Il a suggéré, selon le rapport, que « l’autre côté » de l’équation comprenait « les méfaits causés par le verrouillage », y compris les répercussions sur « la santé mentale et le bien-être social, l’éducation de nos enfants et notre économie ».

Le rapport note : « Bien que l’expérience d’aucun pays ne soit parfaitement comparable à celle des autres, il sera important de comprendre les raisons [comparatively poor performance in relation to peer nations] pour tirer des leçons pour l’avenir.

« Dans ce rapport, on se demande à quelle vitesse l’analyse scientifique pourrait se traduire par des décisions gouvernementales; si l’on avait tiré pleinement parti de l’expérience d’autres pays; et la mesure dans laquelle les conseils scientifiques ont pris comme contraintes opérationnelles données, telles que la capacité d’essai, ou ont cherché à les modifier.

Pour toute situation d’urgence, les systèmes de données doivent être en place à l’avance pour être en mesure de donner l’information nécessaire pour effectuer l’analyse et prendre les décisions.

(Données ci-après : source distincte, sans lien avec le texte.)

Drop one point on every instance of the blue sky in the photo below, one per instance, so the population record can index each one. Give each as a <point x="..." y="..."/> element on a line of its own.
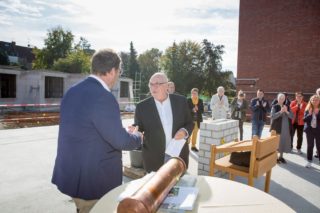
<point x="113" y="24"/>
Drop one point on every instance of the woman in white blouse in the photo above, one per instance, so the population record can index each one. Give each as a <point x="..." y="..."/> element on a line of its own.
<point x="219" y="104"/>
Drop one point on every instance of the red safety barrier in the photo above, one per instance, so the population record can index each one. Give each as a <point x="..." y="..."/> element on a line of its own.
<point x="28" y="105"/>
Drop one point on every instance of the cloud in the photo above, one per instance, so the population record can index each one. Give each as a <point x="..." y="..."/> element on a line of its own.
<point x="16" y="7"/>
<point x="149" y="24"/>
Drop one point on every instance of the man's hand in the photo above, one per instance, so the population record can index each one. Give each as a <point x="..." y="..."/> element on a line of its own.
<point x="180" y="134"/>
<point x="135" y="131"/>
<point x="132" y="129"/>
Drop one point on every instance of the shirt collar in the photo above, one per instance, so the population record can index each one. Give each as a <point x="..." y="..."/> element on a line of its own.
<point x="101" y="82"/>
<point x="166" y="101"/>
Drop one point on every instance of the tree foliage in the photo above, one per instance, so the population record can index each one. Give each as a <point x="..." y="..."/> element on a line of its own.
<point x="149" y="63"/>
<point x="125" y="63"/>
<point x="190" y="64"/>
<point x="4" y="59"/>
<point x="58" y="44"/>
<point x="133" y="66"/>
<point x="183" y="66"/>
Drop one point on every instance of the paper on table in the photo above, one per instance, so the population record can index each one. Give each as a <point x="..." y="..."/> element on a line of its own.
<point x="175" y="146"/>
<point x="134" y="186"/>
<point x="181" y="197"/>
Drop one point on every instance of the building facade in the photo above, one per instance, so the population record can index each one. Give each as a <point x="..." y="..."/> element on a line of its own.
<point x="21" y="87"/>
<point x="279" y="47"/>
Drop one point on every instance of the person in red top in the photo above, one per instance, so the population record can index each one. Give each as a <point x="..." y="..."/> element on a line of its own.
<point x="298" y="107"/>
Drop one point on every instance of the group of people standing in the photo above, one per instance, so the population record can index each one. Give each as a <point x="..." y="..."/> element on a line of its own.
<point x="287" y="118"/>
<point x="91" y="136"/>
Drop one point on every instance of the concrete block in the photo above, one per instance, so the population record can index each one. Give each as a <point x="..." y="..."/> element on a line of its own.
<point x="206" y="168"/>
<point x="203" y="125"/>
<point x="217" y="135"/>
<point x="201" y="172"/>
<point x="200" y="166"/>
<point x="214" y="141"/>
<point x="207" y="154"/>
<point x="202" y="139"/>
<point x="204" y="160"/>
<point x="205" y="133"/>
<point x="204" y="146"/>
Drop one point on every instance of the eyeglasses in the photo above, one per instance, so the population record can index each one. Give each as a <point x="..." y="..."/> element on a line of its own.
<point x="120" y="71"/>
<point x="156" y="84"/>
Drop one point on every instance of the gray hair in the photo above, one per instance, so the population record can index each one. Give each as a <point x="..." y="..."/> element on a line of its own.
<point x="279" y="95"/>
<point x="161" y="75"/>
<point x="104" y="61"/>
<point x="221" y="88"/>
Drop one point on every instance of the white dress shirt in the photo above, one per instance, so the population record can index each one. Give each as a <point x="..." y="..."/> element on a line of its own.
<point x="165" y="114"/>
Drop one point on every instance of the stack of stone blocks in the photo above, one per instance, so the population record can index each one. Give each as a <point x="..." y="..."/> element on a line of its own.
<point x="214" y="132"/>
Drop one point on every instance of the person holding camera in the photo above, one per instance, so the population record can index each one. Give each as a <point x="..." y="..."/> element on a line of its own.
<point x="280" y="122"/>
<point x="239" y="106"/>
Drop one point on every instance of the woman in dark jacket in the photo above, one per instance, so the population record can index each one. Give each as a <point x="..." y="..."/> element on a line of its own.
<point x="239" y="106"/>
<point x="280" y="122"/>
<point x="312" y="126"/>
<point x="196" y="109"/>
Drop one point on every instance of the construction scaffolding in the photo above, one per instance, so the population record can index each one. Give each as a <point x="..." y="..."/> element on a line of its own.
<point x="136" y="87"/>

Patrick Vallance, Office gouvernemental des sciences

Patrick Vallance, conseiller scientifique en chef du gouvernement, a déclaré au comité, en enregistrant l’importance des données : « Une leçon qui est très importante pour tirer les leçons de cette pandémie, et pour les urgences en général, c’est que les flux de données et les systèmes de données sont incroyablement importants. Vous avez besoin de l’information pour être en mesure de prendre les décisions. Par conséquent, pour toute situation d’urgence, ces systèmes de données doivent être en place à l’avance pour être en mesure de donner l’information nécessaire pour faire l’analyse et prendre les décisions.

Il a déclaré au comité que cela ne se limitait pas aux données de dépistage, mais qu’il comprenait également « les flux d’information de base autour des patients hospitalisés, les taux d’admission et les taux de déplacement ».

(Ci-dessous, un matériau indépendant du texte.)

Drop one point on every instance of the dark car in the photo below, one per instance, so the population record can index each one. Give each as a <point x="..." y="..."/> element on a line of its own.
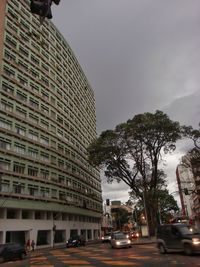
<point x="178" y="237"/>
<point x="76" y="241"/>
<point x="106" y="237"/>
<point x="120" y="240"/>
<point x="134" y="235"/>
<point x="12" y="251"/>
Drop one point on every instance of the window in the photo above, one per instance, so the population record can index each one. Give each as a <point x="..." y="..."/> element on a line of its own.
<point x="5" y="124"/>
<point x="44" y="156"/>
<point x="44" y="192"/>
<point x="44" y="124"/>
<point x="44" y="140"/>
<point x="33" y="103"/>
<point x="33" y="118"/>
<point x="7" y="88"/>
<point x="4" y="164"/>
<point x="19" y="148"/>
<point x="6" y="105"/>
<point x="32" y="171"/>
<point x="21" y="112"/>
<point x="19" y="167"/>
<point x="33" y="135"/>
<point x="33" y="153"/>
<point x="44" y="174"/>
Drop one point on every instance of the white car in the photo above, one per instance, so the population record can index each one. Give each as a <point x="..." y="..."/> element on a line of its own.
<point x="120" y="240"/>
<point x="106" y="237"/>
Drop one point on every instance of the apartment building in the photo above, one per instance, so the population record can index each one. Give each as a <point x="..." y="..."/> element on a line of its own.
<point x="48" y="191"/>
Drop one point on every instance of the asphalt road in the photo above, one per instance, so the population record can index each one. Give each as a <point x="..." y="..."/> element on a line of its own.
<point x="101" y="255"/>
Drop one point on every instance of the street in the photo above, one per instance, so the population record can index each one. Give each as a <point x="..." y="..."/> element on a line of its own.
<point x="100" y="255"/>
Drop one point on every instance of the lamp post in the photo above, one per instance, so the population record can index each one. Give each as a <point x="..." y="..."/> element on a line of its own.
<point x="145" y="210"/>
<point x="4" y="201"/>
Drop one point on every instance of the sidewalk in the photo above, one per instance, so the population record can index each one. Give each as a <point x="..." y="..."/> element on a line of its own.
<point x="138" y="241"/>
<point x="144" y="240"/>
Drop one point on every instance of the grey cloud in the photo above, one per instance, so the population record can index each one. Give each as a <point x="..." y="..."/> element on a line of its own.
<point x="139" y="56"/>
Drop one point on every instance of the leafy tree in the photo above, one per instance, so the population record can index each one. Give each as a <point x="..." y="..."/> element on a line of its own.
<point x="120" y="217"/>
<point x="166" y="206"/>
<point x="131" y="153"/>
<point x="193" y="134"/>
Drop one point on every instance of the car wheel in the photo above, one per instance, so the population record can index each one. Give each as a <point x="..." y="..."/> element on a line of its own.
<point x="162" y="249"/>
<point x="22" y="256"/>
<point x="188" y="249"/>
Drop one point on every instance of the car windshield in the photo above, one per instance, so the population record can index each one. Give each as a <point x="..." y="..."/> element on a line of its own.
<point x="188" y="230"/>
<point x="119" y="236"/>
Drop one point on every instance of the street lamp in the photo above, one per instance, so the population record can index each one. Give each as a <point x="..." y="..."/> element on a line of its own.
<point x="145" y="210"/>
<point x="4" y="201"/>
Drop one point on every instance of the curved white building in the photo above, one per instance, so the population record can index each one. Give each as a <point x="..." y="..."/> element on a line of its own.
<point x="48" y="191"/>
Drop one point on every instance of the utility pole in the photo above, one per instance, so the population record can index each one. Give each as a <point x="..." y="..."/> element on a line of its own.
<point x="145" y="210"/>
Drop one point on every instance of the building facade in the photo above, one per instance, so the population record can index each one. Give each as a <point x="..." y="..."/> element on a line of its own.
<point x="48" y="191"/>
<point x="188" y="180"/>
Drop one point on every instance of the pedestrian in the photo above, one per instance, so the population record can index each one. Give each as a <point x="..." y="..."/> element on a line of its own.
<point x="33" y="245"/>
<point x="28" y="245"/>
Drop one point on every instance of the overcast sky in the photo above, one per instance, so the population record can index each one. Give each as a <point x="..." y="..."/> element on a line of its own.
<point x="139" y="56"/>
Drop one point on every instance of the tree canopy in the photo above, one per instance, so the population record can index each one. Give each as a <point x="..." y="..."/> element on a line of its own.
<point x="132" y="151"/>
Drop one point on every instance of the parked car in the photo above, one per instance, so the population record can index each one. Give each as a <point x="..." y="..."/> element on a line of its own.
<point x="134" y="235"/>
<point x="120" y="240"/>
<point x="10" y="251"/>
<point x="76" y="241"/>
<point x="106" y="237"/>
<point x="178" y="237"/>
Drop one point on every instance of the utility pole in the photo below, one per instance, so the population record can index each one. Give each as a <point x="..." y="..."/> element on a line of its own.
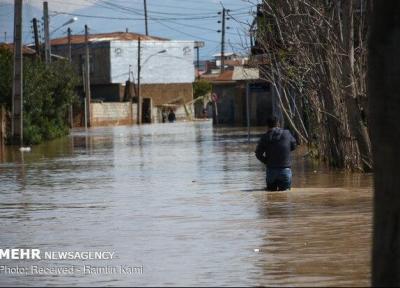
<point x="17" y="100"/>
<point x="36" y="37"/>
<point x="71" y="113"/>
<point x="47" y="44"/>
<point x="87" y="77"/>
<point x="139" y="106"/>
<point x="69" y="45"/>
<point x="145" y="18"/>
<point x="197" y="46"/>
<point x="222" y="31"/>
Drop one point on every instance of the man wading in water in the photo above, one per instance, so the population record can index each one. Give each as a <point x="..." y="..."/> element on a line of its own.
<point x="273" y="150"/>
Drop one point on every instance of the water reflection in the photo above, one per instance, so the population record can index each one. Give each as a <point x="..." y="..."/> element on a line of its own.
<point x="184" y="200"/>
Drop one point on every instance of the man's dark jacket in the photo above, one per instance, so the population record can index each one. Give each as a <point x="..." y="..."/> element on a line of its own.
<point x="274" y="148"/>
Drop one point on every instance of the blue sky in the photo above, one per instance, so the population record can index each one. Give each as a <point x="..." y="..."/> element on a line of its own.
<point x="174" y="19"/>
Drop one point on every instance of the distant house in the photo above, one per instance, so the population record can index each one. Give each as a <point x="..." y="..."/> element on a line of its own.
<point x="26" y="51"/>
<point x="229" y="90"/>
<point x="167" y="72"/>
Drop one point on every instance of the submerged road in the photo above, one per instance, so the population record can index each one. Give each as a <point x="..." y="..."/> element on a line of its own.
<point x="179" y="204"/>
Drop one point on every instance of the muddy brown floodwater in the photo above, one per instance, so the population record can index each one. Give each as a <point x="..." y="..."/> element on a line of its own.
<point x="183" y="202"/>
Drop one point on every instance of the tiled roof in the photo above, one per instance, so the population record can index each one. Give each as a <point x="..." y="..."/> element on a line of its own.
<point x="121" y="36"/>
<point x="236" y="74"/>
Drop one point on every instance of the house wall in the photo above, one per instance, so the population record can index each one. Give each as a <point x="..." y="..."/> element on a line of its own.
<point x="231" y="103"/>
<point x="177" y="93"/>
<point x="176" y="65"/>
<point x="99" y="60"/>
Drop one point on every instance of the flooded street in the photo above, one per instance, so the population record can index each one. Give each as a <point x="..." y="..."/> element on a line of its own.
<point x="183" y="201"/>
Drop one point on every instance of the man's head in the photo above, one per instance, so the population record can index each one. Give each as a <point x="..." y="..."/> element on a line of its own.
<point x="272" y="122"/>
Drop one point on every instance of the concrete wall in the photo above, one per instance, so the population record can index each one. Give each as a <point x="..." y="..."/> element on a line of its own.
<point x="113" y="113"/>
<point x="231" y="103"/>
<point x="176" y="65"/>
<point x="3" y="125"/>
<point x="168" y="93"/>
<point x="99" y="60"/>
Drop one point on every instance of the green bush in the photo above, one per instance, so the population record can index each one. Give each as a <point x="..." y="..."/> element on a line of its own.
<point x="48" y="91"/>
<point x="201" y="88"/>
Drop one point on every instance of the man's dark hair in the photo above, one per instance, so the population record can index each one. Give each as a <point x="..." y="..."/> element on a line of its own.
<point x="272" y="121"/>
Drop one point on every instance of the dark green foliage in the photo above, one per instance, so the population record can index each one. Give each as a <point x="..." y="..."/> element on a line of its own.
<point x="48" y="91"/>
<point x="201" y="88"/>
<point x="5" y="77"/>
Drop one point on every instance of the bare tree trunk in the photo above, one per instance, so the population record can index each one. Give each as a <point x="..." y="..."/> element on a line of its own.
<point x="384" y="107"/>
<point x="356" y="124"/>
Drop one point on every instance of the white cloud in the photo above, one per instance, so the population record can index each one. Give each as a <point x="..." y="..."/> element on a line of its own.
<point x="59" y="5"/>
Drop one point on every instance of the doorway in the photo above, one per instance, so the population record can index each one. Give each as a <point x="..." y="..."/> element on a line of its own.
<point x="146" y="110"/>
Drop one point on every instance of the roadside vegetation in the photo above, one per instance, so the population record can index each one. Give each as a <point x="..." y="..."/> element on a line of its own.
<point x="48" y="92"/>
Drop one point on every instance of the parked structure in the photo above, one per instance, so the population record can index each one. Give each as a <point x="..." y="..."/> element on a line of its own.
<point x="167" y="68"/>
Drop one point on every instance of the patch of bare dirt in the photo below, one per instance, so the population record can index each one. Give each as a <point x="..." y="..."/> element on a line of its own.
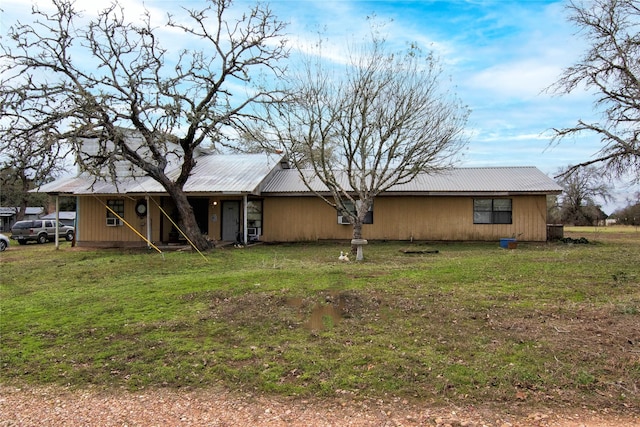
<point x="52" y="406"/>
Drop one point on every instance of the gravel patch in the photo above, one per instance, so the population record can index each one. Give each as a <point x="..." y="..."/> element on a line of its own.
<point x="54" y="406"/>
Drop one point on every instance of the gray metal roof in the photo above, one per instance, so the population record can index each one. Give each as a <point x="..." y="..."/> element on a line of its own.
<point x="214" y="173"/>
<point x="456" y="181"/>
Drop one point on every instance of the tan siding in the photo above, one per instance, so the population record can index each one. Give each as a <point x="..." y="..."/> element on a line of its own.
<point x="402" y="218"/>
<point x="92" y="228"/>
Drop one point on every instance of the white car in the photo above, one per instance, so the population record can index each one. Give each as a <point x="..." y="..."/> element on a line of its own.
<point x="4" y="242"/>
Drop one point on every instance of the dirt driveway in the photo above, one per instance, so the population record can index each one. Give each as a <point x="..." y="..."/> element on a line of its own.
<point x="60" y="407"/>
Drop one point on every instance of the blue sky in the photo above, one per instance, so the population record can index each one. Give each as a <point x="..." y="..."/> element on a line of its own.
<point x="501" y="55"/>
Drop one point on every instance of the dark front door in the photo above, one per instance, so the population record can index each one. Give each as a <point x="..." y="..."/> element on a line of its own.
<point x="230" y="220"/>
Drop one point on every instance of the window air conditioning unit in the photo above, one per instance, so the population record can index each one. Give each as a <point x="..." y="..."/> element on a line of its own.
<point x="343" y="220"/>
<point x="112" y="222"/>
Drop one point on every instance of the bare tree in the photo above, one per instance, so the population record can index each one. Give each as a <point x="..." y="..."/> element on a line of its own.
<point x="378" y="122"/>
<point x="611" y="67"/>
<point x="25" y="166"/>
<point x="108" y="77"/>
<point x="582" y="189"/>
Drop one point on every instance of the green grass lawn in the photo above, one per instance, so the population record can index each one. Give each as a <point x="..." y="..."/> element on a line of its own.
<point x="552" y="323"/>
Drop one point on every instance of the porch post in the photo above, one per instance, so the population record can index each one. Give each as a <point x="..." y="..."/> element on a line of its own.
<point x="57" y="221"/>
<point x="148" y="219"/>
<point x="244" y="219"/>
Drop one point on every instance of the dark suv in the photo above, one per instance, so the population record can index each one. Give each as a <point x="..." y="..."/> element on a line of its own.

Le rapport ajoute que Vallance a laissé entendre qu’un problème principal dans la gestion de la pandémie était qu’« au début, il y avait certainement des moments où nous aurions aimé des données difficiles à obtenir… les flux de données s’améliorent beaucoup maintenant, mais le NHS n’a pas de flux de données centralisés sur tout ce dont vous avez besoin ».

À titre d’exemple, le gouvernement n’avait pas accès à des données exhaustives sur covid-19 dans les foyers de soins dans les premiers mois de la pandémie. Lors d’une réunion sage le 15 mars, il a été noté qu’en raison d’un « retard de 5 à 7 jours dans la fourniture de données pour la modélisation, Sage estime maintenant qu’il ya plus de cas au Royaume-Uni que Sage précédemment prévu à ce stade, et nous pouvons donc être plus en avance sur la courbe épidémique » .

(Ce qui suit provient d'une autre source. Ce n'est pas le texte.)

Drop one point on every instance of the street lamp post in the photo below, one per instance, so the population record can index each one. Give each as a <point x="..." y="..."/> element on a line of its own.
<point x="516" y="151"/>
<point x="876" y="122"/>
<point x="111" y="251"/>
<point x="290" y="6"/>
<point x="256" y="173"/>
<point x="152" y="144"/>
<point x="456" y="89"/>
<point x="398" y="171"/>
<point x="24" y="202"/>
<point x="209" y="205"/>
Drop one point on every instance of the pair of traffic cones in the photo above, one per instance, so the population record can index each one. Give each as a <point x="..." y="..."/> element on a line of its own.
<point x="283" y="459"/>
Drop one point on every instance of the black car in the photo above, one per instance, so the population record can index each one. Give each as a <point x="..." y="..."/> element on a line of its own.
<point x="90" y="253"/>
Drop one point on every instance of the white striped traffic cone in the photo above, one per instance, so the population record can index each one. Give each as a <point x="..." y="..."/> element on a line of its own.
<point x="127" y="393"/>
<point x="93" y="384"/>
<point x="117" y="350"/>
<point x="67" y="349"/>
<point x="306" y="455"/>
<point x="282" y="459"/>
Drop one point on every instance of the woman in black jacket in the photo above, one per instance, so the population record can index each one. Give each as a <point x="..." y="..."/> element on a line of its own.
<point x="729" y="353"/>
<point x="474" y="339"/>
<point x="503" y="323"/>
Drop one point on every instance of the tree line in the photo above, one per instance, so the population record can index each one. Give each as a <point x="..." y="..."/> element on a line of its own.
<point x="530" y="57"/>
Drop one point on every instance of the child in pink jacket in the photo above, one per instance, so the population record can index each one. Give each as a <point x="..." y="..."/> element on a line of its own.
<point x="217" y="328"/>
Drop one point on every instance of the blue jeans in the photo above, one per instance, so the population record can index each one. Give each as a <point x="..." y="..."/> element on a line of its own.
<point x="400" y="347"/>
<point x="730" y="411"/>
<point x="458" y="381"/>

Le comité demande au gouvernement de « publier les conseils qu’il a reçus sur les effets indirects de Covid-19 (y compris les impacts sur la santé mentale et le bien-être social, l’éducation et l’économie) et de travailler à améliorer la transparence autour du fonctionnement du Joicentre de biosécurité.

« Les mesures prises pour contenir la pandémie [have] ont eu des effets plus larges et indirects, tels que sur les moyens de subsistance des populations, le progrès éducatif et le bien-être mental et émotionnel », a déclaré le comité.

« L’évaluation de ces impacts plus larges a été – et demeure – beaucoup moins transparente que l’analyse épidémiologique; les personnes qui effectuent l’analyse et donnent des conseils sont moins visibles que les conseillers en modélisation épidémiologique; et son rôle dans la prise de décision opaque.